Tuesday 19 July 2011

Britain's economic suicide

A superb article from The Rational Optimist:
British Gas is putting up the cost of heating and lighting the average home by up to 18 per cent, or about £200 a year. Indignation at its profiteering is understandable. But that can only be a part of the story: the combined profits of the big six energy supply companies amount to less than 1.5 per cent of your energy bill, according to the regulator, Ofgem.

Gas prices have gone up this year mainly because of demand from post-Fukushima Japan and booming China. With energy now a big part of household bills, genuine fuel poverty threatens many Britons next winter.

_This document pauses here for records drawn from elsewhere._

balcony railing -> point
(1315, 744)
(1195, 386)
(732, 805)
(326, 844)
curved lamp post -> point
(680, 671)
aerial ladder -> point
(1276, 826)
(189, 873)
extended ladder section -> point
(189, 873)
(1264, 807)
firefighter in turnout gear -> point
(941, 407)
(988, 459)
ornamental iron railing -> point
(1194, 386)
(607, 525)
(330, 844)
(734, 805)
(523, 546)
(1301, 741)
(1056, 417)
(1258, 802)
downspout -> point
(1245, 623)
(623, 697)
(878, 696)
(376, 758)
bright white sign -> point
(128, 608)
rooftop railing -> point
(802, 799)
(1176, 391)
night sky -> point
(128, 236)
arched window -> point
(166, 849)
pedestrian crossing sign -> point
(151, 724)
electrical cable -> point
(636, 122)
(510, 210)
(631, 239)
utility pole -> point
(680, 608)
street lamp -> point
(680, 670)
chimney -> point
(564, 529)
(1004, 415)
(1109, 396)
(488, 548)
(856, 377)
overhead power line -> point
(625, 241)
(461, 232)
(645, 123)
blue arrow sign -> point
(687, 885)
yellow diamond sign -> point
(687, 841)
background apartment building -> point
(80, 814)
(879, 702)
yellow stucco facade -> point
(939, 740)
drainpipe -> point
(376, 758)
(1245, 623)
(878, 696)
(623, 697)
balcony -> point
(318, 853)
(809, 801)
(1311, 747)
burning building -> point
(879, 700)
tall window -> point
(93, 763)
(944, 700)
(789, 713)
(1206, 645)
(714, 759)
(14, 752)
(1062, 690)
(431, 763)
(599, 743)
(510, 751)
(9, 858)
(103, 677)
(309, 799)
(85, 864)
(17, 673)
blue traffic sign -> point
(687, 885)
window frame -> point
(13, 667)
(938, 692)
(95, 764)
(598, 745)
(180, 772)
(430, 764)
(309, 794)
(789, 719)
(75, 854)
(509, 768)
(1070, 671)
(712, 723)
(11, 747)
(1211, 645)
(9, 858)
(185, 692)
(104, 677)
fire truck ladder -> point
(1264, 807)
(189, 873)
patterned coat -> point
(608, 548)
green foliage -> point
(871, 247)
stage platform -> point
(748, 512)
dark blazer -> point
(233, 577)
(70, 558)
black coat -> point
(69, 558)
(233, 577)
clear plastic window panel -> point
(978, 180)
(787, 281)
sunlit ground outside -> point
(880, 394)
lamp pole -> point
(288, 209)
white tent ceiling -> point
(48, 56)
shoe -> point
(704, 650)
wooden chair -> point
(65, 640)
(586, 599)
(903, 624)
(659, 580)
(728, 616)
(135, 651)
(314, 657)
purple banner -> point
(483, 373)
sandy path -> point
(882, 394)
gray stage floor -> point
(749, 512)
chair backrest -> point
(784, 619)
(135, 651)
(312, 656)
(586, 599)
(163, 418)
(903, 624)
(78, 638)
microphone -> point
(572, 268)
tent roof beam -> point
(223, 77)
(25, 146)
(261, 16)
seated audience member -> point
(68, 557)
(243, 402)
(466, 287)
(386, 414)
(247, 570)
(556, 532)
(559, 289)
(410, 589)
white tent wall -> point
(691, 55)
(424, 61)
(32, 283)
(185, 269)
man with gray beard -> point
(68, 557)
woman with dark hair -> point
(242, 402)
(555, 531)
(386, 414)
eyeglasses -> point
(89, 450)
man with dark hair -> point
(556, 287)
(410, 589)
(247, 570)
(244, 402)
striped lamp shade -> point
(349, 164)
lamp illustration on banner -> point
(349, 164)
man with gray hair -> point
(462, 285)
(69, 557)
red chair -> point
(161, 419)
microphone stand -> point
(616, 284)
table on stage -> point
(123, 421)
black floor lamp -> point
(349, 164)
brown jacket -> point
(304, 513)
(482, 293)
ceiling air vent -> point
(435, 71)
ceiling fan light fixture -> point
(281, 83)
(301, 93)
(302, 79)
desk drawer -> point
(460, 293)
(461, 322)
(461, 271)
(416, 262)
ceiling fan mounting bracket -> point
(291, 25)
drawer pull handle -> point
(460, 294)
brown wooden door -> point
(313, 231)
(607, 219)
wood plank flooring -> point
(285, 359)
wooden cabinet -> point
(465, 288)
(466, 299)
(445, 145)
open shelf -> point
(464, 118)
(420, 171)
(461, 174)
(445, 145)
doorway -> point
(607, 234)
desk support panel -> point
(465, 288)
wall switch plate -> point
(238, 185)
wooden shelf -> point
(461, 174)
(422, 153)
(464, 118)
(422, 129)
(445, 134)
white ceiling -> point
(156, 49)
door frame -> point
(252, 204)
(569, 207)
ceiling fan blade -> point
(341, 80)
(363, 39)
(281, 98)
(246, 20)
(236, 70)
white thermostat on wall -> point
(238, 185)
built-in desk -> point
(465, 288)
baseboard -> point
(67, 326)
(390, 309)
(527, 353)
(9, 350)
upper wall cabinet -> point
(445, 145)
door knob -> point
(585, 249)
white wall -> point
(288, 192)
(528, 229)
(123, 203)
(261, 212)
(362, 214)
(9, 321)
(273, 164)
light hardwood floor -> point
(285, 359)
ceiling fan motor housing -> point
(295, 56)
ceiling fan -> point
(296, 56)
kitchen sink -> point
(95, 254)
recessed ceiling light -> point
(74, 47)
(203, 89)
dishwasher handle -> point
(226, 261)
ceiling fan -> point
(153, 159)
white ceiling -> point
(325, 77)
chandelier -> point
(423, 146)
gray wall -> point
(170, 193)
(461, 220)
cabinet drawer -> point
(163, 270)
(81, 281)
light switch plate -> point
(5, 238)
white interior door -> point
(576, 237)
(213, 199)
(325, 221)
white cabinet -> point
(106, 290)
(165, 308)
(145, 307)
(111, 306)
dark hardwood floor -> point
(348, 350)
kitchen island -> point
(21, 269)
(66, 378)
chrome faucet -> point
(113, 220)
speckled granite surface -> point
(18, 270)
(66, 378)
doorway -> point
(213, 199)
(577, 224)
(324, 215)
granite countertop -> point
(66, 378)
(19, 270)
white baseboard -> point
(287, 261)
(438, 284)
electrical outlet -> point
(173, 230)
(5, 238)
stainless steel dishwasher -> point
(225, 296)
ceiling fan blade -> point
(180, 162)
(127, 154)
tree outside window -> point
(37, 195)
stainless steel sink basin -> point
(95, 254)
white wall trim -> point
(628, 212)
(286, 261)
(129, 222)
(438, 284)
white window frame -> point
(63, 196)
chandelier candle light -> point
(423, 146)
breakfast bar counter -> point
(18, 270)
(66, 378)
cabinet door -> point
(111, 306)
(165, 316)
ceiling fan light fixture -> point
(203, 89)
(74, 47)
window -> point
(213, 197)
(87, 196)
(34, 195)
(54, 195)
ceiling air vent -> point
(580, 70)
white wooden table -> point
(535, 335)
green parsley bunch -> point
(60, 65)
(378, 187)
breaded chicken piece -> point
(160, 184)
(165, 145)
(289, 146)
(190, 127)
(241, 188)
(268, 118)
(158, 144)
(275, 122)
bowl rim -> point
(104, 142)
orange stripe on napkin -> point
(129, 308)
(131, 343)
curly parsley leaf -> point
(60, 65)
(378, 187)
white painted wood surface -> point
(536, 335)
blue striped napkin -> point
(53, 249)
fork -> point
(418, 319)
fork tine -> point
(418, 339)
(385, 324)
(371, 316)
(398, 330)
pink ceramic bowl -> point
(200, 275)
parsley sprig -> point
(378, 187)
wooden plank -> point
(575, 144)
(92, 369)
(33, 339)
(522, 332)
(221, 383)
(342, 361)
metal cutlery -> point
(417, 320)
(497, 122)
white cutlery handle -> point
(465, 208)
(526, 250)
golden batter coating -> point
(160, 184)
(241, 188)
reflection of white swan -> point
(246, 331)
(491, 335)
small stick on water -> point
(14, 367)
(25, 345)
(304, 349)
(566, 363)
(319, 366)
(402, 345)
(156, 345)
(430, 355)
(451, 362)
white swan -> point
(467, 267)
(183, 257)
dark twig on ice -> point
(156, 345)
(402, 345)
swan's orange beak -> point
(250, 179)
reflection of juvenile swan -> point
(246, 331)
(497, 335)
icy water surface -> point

So what does the Government plan to do? This week it publishes a white paper on electricity market reform that will be predicated upon, indeed proud of, pushing up prices even faster. To meet its self-imposed green targets, the Government’s policy is to tax carbon, fix high prices for renewable electricity and load extra costs on to people’s electricity bills — but without showing them as separate items.
Moreover,
Cheap energy is the elixir of economic growth. It was Newcastle’s cheap coal that gave the industrial revolution its second wind — substituting energy for labour drove up productivity, creating jobs and enriching both producers and consumers. Conversely, a dear-energy policy destroys jobs. Not only does it drive energy-intensive business overseas; according to Charles Hendry, the Energy Minister, the average British medium-sized business will face an annual energy bill £247,000 higher by 2020 thanks to the carbon policy. That’s equivalent to almost ten jobs it must lose, or cannot create.
...
Raising the costs of electricity to subsidise irrelevant wind farms will fail to make the slightest dent in British carbon emissions, let alone global ones. In any case, natural gas is going to do far more than renewables ever could to accelerate the decarbonisation of the world economy, as it replaces high- carbon coal and oil in coming decades.

So the hijacking of energy policy by carbon targets is mad. Far more urgent questions face us than that. How do we replace the one-third of coal-fired stations that will close by 2015? Not by renewables, that’s for sure. How do we replace the capacity of our nuclear power stations, all but one of which will close by 2023? How do we compete with China, where it takes five years, not 15, to build a nuclear power station? How do we compete with America, where companies are now swimming in cheap domestic natural gas, half the price it is over here, thanks to shale gas exploration?
The only thing that the government's carbon taxes will achieve is the continued destruction of British industry. The demand for these products won't go away, it will simply be met by foreign producers rather than domestic ones. Those who care about carbon emissions should not rejoice: instead of British gas and nuclear power, goods will be produced using Chinese coal, then shipped half way around the world.

I can't begin to describe the lunacy of our government's environmental policy, but Matt Ridley does a pretty good job. I thoroughly recommend the whole article.